The choice of the UK’s former ambassador to the Kingdom of Saudi Arabia, Sir John Jenkins, raised early fears that the Government inquiry was a move intended to appease the Saudis. Saudi Arabia has banned the Muslim Brotherhood following the move by Egypt to denounce the movement that brought the deposed former president, Mohammed Morsi, to power in a free and fair election, as a ‘terrorist organisation’.
As Rosemary Hollis, former Middle East programme director at Chatham House put it, “For the rulers of Saudi Arabia, the Muslim Brotherhood represents their most potent rival for influence among Sunni Muslims across the region.”
The FT today reveals the discomfit of Foreign Office officials at the report’s conclusions and its likely impact. One official told the paper, “Sir John will say that the Brotherhood is not a terrorist organisation. The Saudis and Emiratis will then be very upset with us.”
“According to Whitehall sources, Sir John has found that the group does not pose a significant terror threat in the UK. His findings were due to be published by the end of last month, but government officials indicated that ministers were still finalising how they would present the conclusions”, according to the paper.

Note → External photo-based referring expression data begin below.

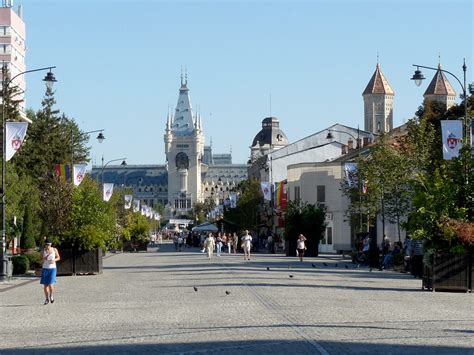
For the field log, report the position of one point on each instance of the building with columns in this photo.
(378, 104)
(192, 172)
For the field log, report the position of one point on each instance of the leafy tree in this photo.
(92, 219)
(245, 215)
(307, 219)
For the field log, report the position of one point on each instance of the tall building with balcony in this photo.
(13, 48)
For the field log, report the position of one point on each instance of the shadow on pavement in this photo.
(270, 346)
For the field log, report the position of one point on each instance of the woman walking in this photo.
(50, 256)
(300, 246)
(247, 244)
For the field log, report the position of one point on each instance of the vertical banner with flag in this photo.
(451, 133)
(281, 196)
(78, 173)
(62, 172)
(350, 172)
(233, 200)
(108, 191)
(128, 202)
(136, 205)
(15, 135)
(266, 190)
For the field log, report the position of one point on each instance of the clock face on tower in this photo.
(182, 161)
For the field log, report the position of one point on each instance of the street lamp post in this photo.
(418, 78)
(124, 163)
(49, 80)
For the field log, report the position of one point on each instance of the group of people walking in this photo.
(222, 240)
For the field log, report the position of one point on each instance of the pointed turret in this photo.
(378, 103)
(378, 84)
(183, 123)
(440, 89)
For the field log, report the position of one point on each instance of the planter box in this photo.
(136, 246)
(75, 262)
(450, 272)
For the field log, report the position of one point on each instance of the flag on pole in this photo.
(136, 205)
(15, 135)
(62, 171)
(233, 199)
(281, 196)
(128, 201)
(79, 171)
(451, 133)
(108, 191)
(266, 190)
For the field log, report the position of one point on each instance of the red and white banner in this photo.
(451, 135)
(108, 191)
(136, 205)
(15, 135)
(79, 171)
(128, 201)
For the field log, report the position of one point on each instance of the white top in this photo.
(49, 263)
(300, 243)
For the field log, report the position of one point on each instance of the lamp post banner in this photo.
(266, 190)
(350, 171)
(128, 202)
(136, 205)
(451, 133)
(79, 171)
(108, 191)
(15, 135)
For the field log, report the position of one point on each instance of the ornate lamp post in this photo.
(49, 80)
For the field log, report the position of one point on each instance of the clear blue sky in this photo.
(119, 62)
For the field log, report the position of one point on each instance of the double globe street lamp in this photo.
(49, 80)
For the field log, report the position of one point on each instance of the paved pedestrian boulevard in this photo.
(146, 303)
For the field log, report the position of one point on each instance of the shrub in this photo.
(34, 259)
(21, 264)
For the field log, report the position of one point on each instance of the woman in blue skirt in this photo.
(48, 275)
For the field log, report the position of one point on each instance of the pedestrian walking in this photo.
(246, 244)
(235, 238)
(300, 246)
(209, 245)
(49, 256)
(219, 244)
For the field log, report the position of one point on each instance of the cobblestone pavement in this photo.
(145, 303)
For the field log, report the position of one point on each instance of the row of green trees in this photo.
(407, 182)
(40, 205)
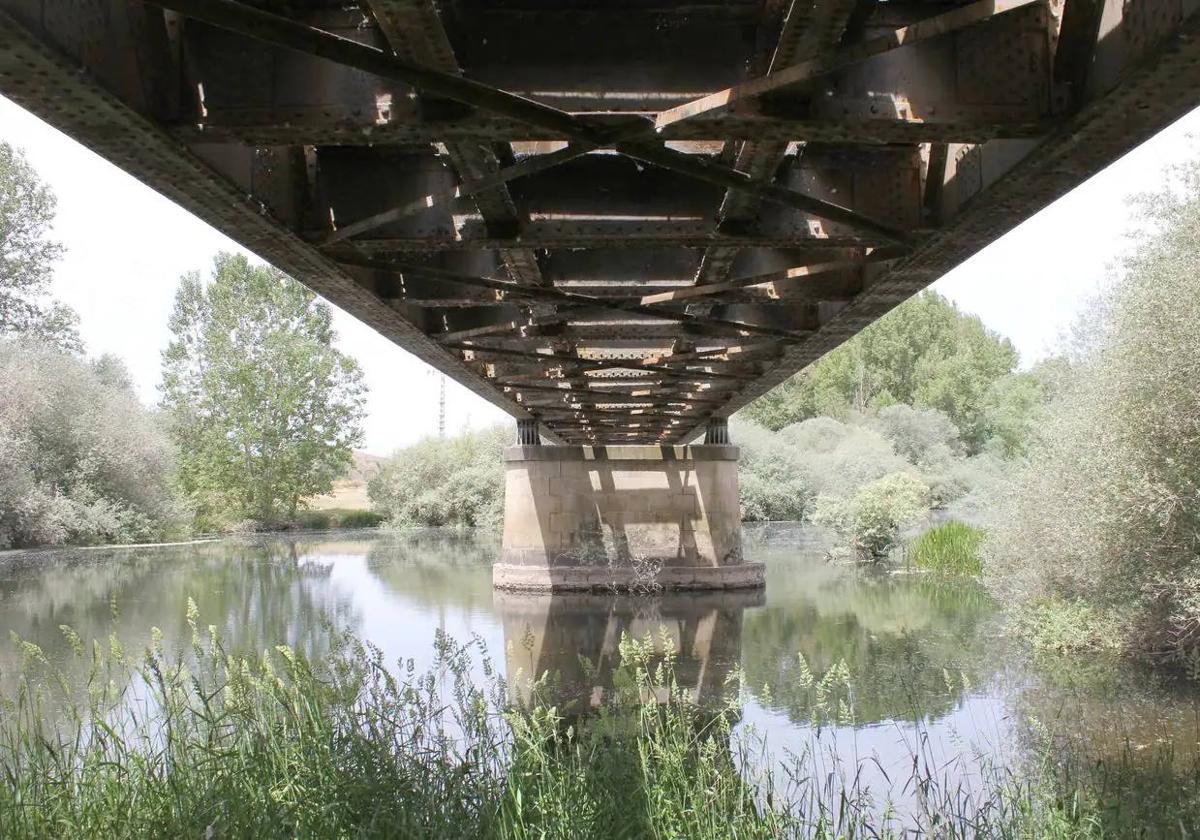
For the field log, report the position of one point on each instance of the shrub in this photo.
(1108, 509)
(339, 517)
(81, 459)
(444, 481)
(1060, 625)
(949, 549)
(924, 436)
(870, 520)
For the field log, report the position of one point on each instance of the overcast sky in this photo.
(127, 247)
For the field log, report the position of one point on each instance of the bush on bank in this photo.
(1107, 513)
(444, 481)
(211, 744)
(949, 549)
(81, 459)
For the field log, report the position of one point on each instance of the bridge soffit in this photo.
(661, 223)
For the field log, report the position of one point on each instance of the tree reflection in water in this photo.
(573, 641)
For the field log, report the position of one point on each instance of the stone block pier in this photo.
(623, 517)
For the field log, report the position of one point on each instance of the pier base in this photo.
(583, 519)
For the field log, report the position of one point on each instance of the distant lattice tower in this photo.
(442, 407)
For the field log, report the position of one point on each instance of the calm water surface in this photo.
(928, 672)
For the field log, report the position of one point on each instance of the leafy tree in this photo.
(1107, 510)
(444, 481)
(925, 353)
(28, 256)
(264, 409)
(81, 459)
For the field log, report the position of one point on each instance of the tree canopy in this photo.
(81, 459)
(263, 407)
(925, 353)
(28, 256)
(1105, 515)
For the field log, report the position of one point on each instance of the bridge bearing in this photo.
(640, 517)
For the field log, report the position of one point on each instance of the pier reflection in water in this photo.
(924, 661)
(564, 649)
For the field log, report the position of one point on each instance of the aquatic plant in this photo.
(949, 549)
(207, 743)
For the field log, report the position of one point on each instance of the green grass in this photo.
(339, 517)
(276, 747)
(949, 549)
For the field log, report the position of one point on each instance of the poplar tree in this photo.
(264, 409)
(28, 256)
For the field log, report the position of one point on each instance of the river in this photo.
(928, 675)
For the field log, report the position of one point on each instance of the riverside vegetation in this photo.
(259, 411)
(208, 743)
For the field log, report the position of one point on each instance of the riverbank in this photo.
(280, 745)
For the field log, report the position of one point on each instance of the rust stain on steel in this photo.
(619, 237)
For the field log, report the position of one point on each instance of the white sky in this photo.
(127, 247)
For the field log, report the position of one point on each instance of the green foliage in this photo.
(949, 549)
(81, 459)
(264, 409)
(208, 743)
(339, 517)
(1105, 513)
(1060, 625)
(444, 481)
(28, 256)
(783, 473)
(870, 520)
(925, 353)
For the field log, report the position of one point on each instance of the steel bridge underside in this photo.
(618, 219)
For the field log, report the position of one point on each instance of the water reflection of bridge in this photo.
(575, 639)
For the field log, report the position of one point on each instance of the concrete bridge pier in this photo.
(617, 517)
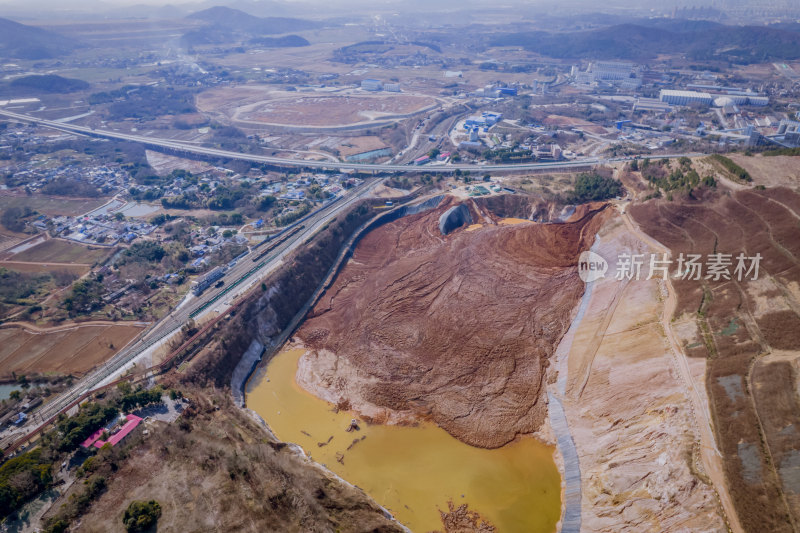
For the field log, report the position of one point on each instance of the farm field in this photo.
(66, 350)
(58, 251)
(259, 105)
(51, 205)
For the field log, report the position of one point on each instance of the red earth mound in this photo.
(456, 328)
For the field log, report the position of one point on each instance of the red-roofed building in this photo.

Astute observers previously warned of the ramifications of unquestioningly doing the bidding of non-democratic regimes in the Middle East. Former Director of Public Prosecutions, Sir Ken Macdonald, denounced the government’s inquiry as ‘cack-handed’ and Hollis wisely counselled that “If it [Sir John’s report] concludes that the Brotherhood’s values and philosophy are not a problem, the Saudis will no longer be appeased, and the whole exercise will look like a farce.”